Es la Confirmación, por lo tanto, el verdadero –y único- “bautismo en el
Espíritu”, porque se recibe al Espíritu no solo en sus dones, sino en su
Persona, como Don exclusivo del confirmando, para que éste lo posea y en el
Espíritu Santo se goce en su alma, espiritualmente, y aunque este gozo no pueda
ser percibido sensiblemente, es un verdadero gozo espiritual[5].

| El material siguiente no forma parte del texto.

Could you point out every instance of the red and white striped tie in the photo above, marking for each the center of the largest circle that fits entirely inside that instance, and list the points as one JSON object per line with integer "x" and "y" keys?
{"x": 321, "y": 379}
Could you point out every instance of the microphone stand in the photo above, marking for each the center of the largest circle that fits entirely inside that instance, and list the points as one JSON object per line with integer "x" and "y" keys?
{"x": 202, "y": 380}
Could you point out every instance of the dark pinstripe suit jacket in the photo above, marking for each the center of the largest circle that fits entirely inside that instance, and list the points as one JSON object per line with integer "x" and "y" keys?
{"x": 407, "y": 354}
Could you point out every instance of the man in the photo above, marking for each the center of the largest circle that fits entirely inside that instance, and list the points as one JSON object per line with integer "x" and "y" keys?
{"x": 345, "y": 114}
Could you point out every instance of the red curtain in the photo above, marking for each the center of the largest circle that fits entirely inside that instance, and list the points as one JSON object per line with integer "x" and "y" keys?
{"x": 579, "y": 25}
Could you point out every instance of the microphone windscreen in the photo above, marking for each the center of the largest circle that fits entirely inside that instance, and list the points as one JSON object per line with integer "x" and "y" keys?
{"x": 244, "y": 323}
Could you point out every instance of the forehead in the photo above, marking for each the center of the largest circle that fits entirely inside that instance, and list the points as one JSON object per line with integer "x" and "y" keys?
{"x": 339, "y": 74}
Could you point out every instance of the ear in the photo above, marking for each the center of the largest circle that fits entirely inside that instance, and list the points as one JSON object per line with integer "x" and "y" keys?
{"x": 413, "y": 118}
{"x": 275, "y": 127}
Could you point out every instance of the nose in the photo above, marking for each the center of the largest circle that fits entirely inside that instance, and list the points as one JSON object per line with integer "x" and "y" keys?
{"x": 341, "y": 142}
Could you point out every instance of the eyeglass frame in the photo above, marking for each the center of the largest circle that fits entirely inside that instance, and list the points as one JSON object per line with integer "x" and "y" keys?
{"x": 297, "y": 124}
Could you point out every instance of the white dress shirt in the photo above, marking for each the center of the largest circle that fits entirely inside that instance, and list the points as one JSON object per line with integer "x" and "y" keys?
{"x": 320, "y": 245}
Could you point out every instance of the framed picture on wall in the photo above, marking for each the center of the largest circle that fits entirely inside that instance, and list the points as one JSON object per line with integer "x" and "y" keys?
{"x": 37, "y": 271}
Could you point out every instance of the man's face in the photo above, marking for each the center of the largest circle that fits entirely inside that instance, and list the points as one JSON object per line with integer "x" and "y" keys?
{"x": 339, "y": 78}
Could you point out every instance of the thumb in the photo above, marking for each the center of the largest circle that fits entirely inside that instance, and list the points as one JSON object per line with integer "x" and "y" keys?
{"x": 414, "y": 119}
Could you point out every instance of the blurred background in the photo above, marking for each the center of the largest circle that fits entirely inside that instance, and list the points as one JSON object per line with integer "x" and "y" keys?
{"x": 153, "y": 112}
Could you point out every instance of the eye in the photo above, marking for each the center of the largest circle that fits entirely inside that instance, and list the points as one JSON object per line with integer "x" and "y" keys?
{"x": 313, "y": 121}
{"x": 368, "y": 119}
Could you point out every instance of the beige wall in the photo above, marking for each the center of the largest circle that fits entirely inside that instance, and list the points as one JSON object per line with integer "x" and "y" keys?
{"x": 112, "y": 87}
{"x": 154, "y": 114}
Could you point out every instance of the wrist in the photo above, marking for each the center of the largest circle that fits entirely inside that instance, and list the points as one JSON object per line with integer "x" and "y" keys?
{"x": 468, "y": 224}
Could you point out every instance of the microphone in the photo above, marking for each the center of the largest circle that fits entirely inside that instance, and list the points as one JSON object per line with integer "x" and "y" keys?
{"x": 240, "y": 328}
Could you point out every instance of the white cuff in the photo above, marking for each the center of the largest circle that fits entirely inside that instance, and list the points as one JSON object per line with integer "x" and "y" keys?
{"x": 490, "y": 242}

Jesús envía el Espíritu Santo en Pentecostés, pero el
Espíritu Santo nada puede hacer si nosotros no correspondemos a la gracia del Don de dones; en otras palabras,
el hecho de que Jesús envíe el Espíritu Santo santifica a la Iglesia –por eso,
la Esposa de Cristo, la Iglesia, es santa-, pero no santifica personalmente, a
los bautizados de modo particular, si estos no corresponden, con su libertad,
al don del Espíritu Santo, obrando la misericordia. ¿Cómo sabemos si
correspondemos al Espíritu Santo? ¿Cómo sabemos si de verdad poseemos el
Espíritu o no? No lo podemos saber a ciencia cierta, y solo podemos hacer
conjeturas, pero hay un signo que sí nos indica, con toda certeza, que en
nuestros corazones NO habita el Espíritu Santo, y es el guardar odio o rencor a
nuestros enemigos. Si esto hacemos, el sacrificio de Cristo en la cruz y su
Don, el Amor de Dios, no nos habrá servido para nada. Para que el don del
Espíritu Santo no sea en vano para nosotros, oremos al Santo Espíritu de Dios con
la siguiente oración de Francisca Javiera del Valle[6]: “¡Ven, Santo y Divino Espíritu! ¡Ven como
Luz, e ilumínanos a todos! ¡Ven como fuego y abrasa los corazones, para que
todos ardan en amor divino! Ven, date a conocer a todos, para que todos
conozcan al Dios único verdadero y le amen, pues es la única cosa que existe
digna de ser amada. Ven, Santo y Divino Espíritu, ven como Lengua y enséñanos a
alabar a Dios incesantemente, ven como Nube y cúbrenos a todos con tu protección
y amparo, ven como lluvia copiosa y apaga en todos el incendio de las pasiones,
ven como suave rayo y como sol que nos caliente, para que se abran en nosotros
aquellas virtudes que Tú mismo plantaste en el día en que fuimos regenerados en
las aguas del bautismo. Ven como agua vivificadora y apaga con ella la sed de
placeres que tienen todos los corazones; ven como Maestro y enseña a todos tus
enseñanzas divinas y no nos dejes hasta no haber salido de nuestra ignorancia y
rudeza. Ven y no nos dejes hasta tener en posesión lo que quería darnos tu
infinita bondad cuando tanto anhelaba por nuestra existencia. Condúcenos a la
posesión de Dios por amor en esta vida y a la que ha de durar por los siglos
sin fin. Amén”.
[1] Cfr. Matthias Joseph Scheeben, Los misterios del cristianismo, Ediciones Herder, Barcelona 1964, 417.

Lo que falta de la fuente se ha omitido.